После сегодняшнего разговора я ещё больше утвердилась во мнении, что поступаю правильно. Можно было предположить, что Саша станет сахарный и начнёт делать уступки, пытаясь тем самым вернуть всё на круги своя. Да, именно так: всеми правдами и неправдами потащит в ЗАГС, ради чего, возможно, даже встанет на колени и пообещает золотые горы. Но он был несгибаем – он тянет, будет тянуть, и тянул бы, может, год, если потребуется… Замужество представлялось некоей палочкой-выручалочкой – Витя пришёл и вызволил истомившуюся девицу на Божий свет из тёмного царства ожиданий и неосуществлённых желаний.

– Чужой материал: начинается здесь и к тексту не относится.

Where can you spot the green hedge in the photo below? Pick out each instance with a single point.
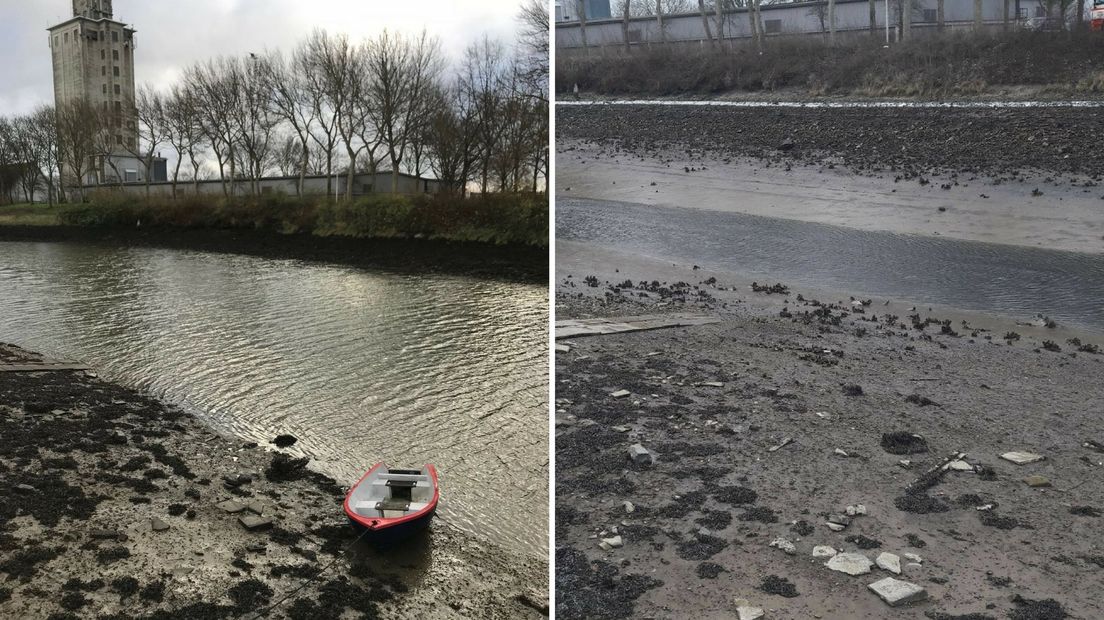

Получив снимки на проспекте Будённого в фотостудии, открывшейся недавно во вновь отстроенном небоскрёбе, том самом, который год назад вызвал переполох у службы охраны нашего режимного предприятия, который находился на другом конце проспекта и располагался на одной линии с домом, мы направились на автобусную остановку напротив Дома Культуры “Чайка”. В этом месте стояло несколько остановок и народ после метро “Семёновская”, а также те люди, которые ехали с Преображенки на трамваях, рассаживались здесь на разные маршруты.
Я стояла в углу крайней стеклянной остановки, он развернулся ко мне. Чуть поодаль стояло человека два и они никак не могли помешать нашему откровенному разговору.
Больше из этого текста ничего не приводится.